Some herbal medicine treatments are easily found in grocery stores, sometimes in the tea aisle. Teas for promoting restful sleep often contain the herb chamomile and are therefore be considered herbal medicine. Dieter’s teas and teas for easing colds are also common herbal treatments. Even black tea can be prepared and used as a foot soak to prevent sweaty, odorous feet, so it is another form of herbal remedy.

Many medicinal plants are prepared and marketed as essential oils or extracts. These oils come in small bottles and are very concentrated, meaning many fresh plants may were used to yield the tiny volume of oil being sold. Oils are versatile as herbal medicine treatments in that they can easily be rubbed into skin, added to foods, or mixed with other medicines. For example, peppermint oil, apart from having a fragrance many people find pleasant, can be ingested to treat bad breath, or massaged into the chest to relieve congestion.

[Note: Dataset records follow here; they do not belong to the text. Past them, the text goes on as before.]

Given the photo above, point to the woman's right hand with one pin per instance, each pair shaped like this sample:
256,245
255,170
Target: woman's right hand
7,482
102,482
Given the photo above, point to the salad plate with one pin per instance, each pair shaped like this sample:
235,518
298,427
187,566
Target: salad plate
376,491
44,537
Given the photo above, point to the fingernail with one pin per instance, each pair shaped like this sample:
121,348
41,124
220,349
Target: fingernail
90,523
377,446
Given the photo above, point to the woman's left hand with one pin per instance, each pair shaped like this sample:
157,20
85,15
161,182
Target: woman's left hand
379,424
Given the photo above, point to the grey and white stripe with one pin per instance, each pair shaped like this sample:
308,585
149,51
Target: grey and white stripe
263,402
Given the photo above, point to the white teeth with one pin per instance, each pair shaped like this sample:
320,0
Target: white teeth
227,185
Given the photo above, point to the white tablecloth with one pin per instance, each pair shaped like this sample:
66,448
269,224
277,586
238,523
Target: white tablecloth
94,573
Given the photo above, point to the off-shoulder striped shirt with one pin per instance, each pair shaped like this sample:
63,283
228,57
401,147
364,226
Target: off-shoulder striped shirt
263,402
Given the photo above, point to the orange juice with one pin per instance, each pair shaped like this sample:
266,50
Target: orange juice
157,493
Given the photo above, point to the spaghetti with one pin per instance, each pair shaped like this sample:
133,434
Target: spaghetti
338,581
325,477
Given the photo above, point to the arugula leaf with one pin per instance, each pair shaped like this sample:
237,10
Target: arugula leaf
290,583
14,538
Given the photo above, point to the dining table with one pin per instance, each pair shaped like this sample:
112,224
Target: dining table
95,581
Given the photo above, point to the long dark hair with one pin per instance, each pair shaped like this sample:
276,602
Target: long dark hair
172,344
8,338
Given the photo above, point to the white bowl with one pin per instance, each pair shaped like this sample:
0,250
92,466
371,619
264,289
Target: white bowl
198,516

Health food stores sell herbs in tablet, capsule, and even soft-gel form. Most of the time, the herbs are arranged by alphabetical order under the common name of the plant. When herbs are packaged for ingestion, the container will generally list a recommended dosage. Herbal treatments taken as pills or capsules can be preventative in nature, as when echinacea is taken to enhance the immune system and ward off colds. Other times, herbal medicines are used only when needed to remedy a specific condition, such as applying aloe vera to heal a burn or rash, or ingesting cranberry to treat a urinary tract infection.

Indigenous peoples have used herbal medicine treatments in the form of pastes and poultices for centuries, and continue to do so today. Often, herbs are ground together into a paste and then applied to the forehead or affected area. Poultices are made by seeping herbs in warm water and then wrapping them around a wound or injury. They are also common in folk or cultural healing practices.

Some Native American tribes burn fragrant plants or herbs and waft the smoke over the body of a sick person as a form of treatment. The smoke is also used to prevent illness or to ritualistically cleanse a person. Used in this way, the herbal treatment is closely associated with prayer and things more of a spiritual than physical nature, though many plant compounds are released when burned.